My question : How to approach and solve this problem? I feel like there are many ways to approach expected value problems and I got confused as to which direction to think in.

• +10

 » 3 weeks ago, # |   +12 For problem 2 :https://math.stackexchange.com/questions/3374946/expected-number-of-balls-chosen-from-bag-i-throw-out-everything-in-the-bag-withE(n) = 1 + (sum of E(k) for k = 1 to n-1)/n
•  » » 3 weeks ago, # ^ | ← Rev. 3 →   0 Will this be right :- Let a[x] : summation of (n-1)Cr * (r+1) where r is from 0 to n-1 (n>=2 and a[1]=1) and Answer is (a[1]+...a[n])/n ???
•  » » » 3 weeks ago, # ^ | ← Rev. 2 →   +3 It'll be good if you could explain why you feel this is the correct answer.It's hard for anyone to help you without knowing the intuition behind your recurrence.
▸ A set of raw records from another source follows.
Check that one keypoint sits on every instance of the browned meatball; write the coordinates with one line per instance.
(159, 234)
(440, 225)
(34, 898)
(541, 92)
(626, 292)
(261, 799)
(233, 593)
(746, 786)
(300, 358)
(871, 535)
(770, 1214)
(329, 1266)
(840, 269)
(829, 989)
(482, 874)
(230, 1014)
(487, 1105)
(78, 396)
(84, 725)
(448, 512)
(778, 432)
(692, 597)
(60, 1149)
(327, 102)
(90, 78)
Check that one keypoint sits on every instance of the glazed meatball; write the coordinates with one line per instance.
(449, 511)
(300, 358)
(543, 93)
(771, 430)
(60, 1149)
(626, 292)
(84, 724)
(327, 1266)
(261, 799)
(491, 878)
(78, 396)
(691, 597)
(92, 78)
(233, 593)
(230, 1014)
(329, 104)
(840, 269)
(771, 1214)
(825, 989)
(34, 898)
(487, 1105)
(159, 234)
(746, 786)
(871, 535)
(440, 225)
•  » » 3 weeks ago, # ^ |   0 Thank you.I don't understand how in the discussion forum at stackexchange they arrived at the recursion though. It would be of great help if someone is able to explain that a little clearer.
•  » » » 3 weeks ago, # ^ | ← Rev. 3 →   0 Sure, no problem.Initially you have N balls in the bag.With 1/N probability I can pick the smallest ball. Similarly for the 2nd smallest ball there is 1/N chance and so on.E(N) = 1/N*(1 + E(N-1)) + 1/N*(1 + E(N-2)) + .. + 1/N*(1+E(0))If Initially I picked the smallest ball I'll be left with N-1 useful balls same way if I picked the largest , I'll be left with 0 useful balls.That +1 everywhere is because of the person getting promoted because of the current ball draw.x1/N represents the chance of a particular outcome i.e. chance of picking a particular ball.Hope this helps.
•  » » » » 3 weeks ago, # ^ |   0 Thank you
 » 3 weeks ago, # |   +3 can u share link to similiar problem they had asked about the string problem,where we had to find longest even palindromic subsequence i guess,i need to practice that kind of problem??
•  » » 3 weeks ago, # ^ |   0 Link 1And Link 2
 » 3 weeks ago, # |   +3 Is there any chances of getting a call after solving only 2 problems ?
•  » » 3 weeks ago, # ^ |   0 Not to break your hopes but I'm guessing a lot of people solved all 4 problems. Still, I'd be happy if you get selected :)
•  » » » 3 weeks ago, # ^ |   +11 Haha !! Never mind. I know that I haven't performed well this time but have certainly improved a lot from the last Hiring Contest(Codeagon). Will expect to improve afterwards. Thanks anyways :)
•  » » » » 3 weeks ago, # ^ |   0 That's the spirit brother!
 » 3 weeks ago, # | ← Rev. 2 →   +5 For problem 1: I think it should work, but you have to drop cases which would compose disconnected tree graph, by this you will reduce runtime a lot.
•  » » 3 weeks ago, # ^ |   0 Thank you. I believe some people did submit the brute force solution and got it right without any optimizations even.
•  » » » 3 weeks ago, # ^ |   0 Yup, bruteforce solution was passing all the test cases without any optimization.
 » 3 weeks ago, # |   +3 For the second problem formula for promoted men is f(n)=n!/2+n*(f(n-1)), where n>1,f(1)=1; so p=f(n) && q=n!
 » 3 weeks ago, # |   +4 Did anyone receive a call for an interview? If yes then how many did they solve?